富山県では高設イチゴベンチの転倒・地面隆起、鶏舎の斜面崩落、養豚舎周辺の地盤液状化、カントリーエレベーターの損傷、施設の外壁の亀裂、農地8か所、農業用施設等71か所の被害などのほか、福井県、岐阜県でも農地・農業用施設に被害が出ている。
農水省は1日に「食料・物資支援チーム」を設置し被災地の要望を踏まえ業界団体を通じた調達要請の結果、パン、パックごはん、即席めんと粉ミルクについて、食品企業から輸送拠点への発送を開始した。
8日までに約125万点の飲食料などを広域物資輸送拠点に供給、関係省庁と連携して被災地へ順次配送している。
9日午前に開かれた令和6年能登半島地震に関する農林水産省緊急自然災害対策本部の第9回会合で坂本哲志農相は「引き続き関係自治体と連携して被害状況の速やかな把握に努めてほしい」と指示したほか、食料支援については「アレルギー対応食を含む約79万食の食料品、2000kgの炊き出し用の無洗米、液体ミルクを含む約5500点の乳児用ミルク、約45万本の飲料を配送しており、引き続き関係省庁と緊密な連携を取って避難された方々にさまざまな食料を支援してほしい」などと述べた。
過疎と高齢化 震災直撃
その後の会見では今回の能登半島地震の特徴について「過疎と高齢化、これが災害のときに如実に現れると思った。

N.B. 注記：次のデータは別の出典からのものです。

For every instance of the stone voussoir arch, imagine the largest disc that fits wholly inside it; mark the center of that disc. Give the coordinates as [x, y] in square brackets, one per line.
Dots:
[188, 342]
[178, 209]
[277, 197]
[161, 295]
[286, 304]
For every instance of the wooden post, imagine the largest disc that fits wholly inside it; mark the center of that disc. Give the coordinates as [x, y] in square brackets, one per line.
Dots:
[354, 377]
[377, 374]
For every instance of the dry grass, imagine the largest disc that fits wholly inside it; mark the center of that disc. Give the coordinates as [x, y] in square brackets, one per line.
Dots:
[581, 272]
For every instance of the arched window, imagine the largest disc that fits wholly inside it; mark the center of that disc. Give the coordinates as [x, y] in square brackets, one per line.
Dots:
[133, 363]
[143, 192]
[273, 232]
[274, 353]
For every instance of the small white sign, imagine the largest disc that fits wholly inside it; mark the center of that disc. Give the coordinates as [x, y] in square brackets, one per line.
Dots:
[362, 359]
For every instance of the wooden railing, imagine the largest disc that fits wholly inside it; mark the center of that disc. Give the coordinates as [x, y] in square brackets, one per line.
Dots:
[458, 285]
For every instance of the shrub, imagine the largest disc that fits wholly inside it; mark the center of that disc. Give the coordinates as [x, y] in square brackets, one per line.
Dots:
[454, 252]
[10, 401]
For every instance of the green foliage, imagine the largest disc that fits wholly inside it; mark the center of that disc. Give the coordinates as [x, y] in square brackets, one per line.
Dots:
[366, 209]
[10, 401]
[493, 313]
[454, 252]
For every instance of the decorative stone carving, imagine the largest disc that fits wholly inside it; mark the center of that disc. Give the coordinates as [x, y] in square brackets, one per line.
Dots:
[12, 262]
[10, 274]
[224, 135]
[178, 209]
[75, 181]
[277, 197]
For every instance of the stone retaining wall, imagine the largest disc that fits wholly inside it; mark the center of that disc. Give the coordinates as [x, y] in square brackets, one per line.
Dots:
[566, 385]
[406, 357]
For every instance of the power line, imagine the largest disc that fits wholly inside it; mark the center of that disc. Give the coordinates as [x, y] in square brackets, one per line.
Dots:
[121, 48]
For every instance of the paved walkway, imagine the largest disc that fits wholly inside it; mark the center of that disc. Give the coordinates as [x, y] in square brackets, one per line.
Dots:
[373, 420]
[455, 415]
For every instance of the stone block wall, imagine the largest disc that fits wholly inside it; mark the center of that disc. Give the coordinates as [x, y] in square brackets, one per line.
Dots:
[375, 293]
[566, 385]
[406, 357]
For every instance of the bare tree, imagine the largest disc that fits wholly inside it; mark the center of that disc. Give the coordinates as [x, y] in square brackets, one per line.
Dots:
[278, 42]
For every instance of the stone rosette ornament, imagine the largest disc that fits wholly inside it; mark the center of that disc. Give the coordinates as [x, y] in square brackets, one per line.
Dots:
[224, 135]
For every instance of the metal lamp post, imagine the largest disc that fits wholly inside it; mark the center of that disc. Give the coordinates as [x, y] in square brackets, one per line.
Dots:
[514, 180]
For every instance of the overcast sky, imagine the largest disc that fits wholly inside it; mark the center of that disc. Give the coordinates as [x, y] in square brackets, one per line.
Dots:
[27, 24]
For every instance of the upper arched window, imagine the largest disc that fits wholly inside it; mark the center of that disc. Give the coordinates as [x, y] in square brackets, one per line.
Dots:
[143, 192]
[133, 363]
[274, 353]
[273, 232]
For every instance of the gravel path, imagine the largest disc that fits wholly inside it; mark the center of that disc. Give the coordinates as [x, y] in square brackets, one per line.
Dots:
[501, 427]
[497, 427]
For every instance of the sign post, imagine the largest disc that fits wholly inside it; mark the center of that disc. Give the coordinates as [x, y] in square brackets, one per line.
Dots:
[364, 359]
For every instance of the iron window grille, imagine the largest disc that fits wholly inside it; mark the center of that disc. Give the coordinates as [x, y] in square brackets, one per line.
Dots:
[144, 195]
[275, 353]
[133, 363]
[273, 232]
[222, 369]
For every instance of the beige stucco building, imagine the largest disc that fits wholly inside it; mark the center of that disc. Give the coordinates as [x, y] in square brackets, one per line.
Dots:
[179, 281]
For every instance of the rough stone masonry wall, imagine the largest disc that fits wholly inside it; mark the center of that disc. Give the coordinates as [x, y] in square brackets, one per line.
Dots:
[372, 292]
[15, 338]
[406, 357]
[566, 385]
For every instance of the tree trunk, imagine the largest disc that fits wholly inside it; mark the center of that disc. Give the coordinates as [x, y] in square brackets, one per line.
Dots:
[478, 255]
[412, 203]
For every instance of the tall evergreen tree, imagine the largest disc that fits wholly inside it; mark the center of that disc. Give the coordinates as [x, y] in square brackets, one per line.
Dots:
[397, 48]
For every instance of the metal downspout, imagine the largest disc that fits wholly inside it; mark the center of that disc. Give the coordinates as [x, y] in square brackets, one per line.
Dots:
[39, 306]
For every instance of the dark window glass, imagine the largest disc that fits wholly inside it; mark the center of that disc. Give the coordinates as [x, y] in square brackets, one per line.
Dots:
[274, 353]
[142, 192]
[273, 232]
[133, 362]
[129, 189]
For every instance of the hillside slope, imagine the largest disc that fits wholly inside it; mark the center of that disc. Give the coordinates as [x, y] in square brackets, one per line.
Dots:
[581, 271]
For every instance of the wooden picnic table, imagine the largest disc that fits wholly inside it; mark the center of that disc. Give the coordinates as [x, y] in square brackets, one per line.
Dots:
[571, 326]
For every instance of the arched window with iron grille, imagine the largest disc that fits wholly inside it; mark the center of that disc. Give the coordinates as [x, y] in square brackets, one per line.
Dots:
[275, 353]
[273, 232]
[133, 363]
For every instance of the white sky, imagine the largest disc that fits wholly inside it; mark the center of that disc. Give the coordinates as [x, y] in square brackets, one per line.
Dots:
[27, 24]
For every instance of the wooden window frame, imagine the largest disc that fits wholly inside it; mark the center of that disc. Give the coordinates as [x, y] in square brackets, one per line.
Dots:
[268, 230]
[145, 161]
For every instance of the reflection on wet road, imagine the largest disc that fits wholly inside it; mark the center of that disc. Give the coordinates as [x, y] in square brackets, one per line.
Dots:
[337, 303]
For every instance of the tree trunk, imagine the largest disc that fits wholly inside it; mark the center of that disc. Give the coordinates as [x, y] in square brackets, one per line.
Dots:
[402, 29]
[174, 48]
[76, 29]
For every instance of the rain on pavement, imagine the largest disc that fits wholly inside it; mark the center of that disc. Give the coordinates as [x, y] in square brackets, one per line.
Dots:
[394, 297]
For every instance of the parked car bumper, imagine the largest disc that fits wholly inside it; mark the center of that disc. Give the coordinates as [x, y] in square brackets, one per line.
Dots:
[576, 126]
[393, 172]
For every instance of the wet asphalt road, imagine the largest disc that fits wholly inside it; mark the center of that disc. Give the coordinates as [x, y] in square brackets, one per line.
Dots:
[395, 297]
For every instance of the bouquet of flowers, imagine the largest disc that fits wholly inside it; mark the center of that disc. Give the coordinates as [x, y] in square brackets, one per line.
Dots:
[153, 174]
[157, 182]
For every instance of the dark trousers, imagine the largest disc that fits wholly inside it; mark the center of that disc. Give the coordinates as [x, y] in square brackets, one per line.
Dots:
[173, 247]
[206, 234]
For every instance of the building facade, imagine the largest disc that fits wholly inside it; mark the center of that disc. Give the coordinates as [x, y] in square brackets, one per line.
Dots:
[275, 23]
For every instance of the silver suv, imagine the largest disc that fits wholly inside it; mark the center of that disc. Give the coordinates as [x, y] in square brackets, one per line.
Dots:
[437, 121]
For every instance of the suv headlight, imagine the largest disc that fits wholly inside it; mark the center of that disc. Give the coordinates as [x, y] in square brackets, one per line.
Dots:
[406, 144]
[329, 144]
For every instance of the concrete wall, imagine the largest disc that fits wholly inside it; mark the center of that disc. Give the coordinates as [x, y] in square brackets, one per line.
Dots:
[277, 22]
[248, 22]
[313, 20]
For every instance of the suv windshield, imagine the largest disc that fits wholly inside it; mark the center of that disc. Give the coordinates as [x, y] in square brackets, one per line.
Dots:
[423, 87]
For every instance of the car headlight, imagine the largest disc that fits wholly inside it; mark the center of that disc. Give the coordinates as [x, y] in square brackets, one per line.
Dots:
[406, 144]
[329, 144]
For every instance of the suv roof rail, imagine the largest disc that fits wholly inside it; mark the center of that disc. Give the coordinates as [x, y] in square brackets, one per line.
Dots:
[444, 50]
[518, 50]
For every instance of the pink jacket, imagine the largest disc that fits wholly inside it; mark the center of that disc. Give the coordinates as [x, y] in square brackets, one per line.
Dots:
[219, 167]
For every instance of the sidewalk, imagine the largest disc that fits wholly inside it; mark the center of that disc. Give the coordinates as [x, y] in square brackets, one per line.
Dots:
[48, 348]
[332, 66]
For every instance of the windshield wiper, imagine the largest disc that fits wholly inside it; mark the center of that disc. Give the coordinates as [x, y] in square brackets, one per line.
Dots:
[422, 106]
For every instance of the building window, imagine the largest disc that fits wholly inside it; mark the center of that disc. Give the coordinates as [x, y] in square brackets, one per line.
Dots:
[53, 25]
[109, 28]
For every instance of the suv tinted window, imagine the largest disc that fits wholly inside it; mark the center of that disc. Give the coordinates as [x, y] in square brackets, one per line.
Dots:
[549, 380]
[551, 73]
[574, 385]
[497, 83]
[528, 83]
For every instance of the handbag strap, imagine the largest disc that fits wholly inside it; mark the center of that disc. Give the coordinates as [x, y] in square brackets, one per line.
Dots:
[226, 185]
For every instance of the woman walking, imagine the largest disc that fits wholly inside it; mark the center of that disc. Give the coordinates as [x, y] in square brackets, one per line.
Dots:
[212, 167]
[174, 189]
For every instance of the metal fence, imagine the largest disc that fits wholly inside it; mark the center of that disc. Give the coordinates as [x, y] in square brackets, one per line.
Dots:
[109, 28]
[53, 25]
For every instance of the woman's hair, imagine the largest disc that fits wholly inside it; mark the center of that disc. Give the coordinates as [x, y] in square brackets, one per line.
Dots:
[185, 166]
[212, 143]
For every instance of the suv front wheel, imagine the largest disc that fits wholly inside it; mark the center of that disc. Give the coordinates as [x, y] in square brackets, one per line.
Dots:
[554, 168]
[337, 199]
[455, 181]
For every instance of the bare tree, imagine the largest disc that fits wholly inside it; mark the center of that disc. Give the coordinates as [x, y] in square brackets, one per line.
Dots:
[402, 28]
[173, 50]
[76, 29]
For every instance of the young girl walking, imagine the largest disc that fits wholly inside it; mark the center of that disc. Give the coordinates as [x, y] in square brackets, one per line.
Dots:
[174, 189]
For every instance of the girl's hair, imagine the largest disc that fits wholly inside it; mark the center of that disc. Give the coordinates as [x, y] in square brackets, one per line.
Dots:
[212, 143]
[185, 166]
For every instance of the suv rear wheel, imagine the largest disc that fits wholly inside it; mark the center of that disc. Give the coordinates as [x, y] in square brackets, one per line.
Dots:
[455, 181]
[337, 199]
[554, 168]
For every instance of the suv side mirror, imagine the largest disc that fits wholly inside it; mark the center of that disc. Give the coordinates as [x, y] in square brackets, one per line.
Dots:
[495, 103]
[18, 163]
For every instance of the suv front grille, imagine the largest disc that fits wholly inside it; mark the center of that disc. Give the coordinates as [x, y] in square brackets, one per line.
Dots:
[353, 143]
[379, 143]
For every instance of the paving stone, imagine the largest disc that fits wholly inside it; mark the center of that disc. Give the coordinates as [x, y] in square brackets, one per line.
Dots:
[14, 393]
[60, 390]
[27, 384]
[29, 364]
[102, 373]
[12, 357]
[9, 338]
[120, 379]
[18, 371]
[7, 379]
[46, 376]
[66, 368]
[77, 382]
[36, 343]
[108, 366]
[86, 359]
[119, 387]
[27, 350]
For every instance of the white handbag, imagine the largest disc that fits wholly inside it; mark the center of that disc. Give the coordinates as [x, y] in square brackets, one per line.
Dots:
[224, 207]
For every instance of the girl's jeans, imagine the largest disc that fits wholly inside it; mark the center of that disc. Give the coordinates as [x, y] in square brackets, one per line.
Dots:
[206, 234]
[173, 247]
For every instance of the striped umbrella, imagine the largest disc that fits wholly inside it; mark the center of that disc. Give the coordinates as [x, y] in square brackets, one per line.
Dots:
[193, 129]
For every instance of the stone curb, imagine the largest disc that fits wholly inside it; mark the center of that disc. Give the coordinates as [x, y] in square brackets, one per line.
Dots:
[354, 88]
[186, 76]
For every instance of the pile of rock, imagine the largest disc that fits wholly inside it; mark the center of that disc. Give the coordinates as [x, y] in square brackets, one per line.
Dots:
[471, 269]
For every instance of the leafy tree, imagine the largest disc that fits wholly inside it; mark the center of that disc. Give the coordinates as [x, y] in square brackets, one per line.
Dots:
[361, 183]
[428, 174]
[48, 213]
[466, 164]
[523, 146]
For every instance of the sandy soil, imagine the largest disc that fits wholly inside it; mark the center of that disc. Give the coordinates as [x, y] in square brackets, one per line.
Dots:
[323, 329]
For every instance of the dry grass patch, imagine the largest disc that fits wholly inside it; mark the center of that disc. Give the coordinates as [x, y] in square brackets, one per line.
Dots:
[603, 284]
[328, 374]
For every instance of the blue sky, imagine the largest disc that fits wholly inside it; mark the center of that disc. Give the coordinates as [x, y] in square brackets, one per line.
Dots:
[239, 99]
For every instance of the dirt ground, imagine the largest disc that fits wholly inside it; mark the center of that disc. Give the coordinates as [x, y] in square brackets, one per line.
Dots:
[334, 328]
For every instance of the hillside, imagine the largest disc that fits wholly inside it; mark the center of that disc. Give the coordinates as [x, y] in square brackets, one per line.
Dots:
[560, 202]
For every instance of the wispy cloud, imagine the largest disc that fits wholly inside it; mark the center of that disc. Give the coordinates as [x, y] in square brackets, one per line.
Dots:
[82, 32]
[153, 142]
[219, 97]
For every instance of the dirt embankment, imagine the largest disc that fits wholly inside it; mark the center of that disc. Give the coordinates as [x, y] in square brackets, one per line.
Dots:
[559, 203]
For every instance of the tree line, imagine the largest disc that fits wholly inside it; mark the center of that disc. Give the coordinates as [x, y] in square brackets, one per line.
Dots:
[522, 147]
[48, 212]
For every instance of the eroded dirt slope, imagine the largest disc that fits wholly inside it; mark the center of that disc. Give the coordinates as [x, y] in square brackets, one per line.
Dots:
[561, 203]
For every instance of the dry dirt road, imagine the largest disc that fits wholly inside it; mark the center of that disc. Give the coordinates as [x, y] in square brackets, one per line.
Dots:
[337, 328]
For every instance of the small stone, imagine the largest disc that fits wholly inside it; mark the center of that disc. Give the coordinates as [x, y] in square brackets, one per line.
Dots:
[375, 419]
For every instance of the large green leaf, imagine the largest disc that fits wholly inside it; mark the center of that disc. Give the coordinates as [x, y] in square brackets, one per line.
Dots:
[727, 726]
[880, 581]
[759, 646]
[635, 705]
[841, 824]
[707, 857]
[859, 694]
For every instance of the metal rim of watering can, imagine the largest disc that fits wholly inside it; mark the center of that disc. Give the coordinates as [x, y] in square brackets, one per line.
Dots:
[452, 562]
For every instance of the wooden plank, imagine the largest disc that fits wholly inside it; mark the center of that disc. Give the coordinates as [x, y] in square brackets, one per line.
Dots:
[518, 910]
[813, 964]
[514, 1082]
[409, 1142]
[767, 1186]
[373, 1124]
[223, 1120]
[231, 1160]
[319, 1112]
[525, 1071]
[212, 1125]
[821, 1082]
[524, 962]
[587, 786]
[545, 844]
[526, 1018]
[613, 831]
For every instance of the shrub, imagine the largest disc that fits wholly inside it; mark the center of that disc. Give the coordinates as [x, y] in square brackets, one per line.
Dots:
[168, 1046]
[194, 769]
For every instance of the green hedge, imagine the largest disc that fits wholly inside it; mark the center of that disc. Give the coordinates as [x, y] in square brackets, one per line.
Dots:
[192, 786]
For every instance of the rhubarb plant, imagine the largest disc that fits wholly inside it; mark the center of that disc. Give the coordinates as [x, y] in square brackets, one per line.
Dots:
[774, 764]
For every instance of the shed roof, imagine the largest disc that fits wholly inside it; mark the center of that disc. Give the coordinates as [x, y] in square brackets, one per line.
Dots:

輪島、奥能登では交通が遮断され、断水も多い」と指摘し「常日頃から中山間地域を始めとする農村集落の活性化、あるいは関係人口も含めた人口の維持、増加といったことが改めて必要だ」と農村部の振興の必要性を強調した。
そのうえで「被災者の方の生活と生業支援のためのパッケージを可及的速やかに取りまとめるよう総理から指示もあった。まずは被害状況を把握すること、その後、生産再開のための条件整備、生業の再開に向けての支援を行っていく必要がある」などと述べた。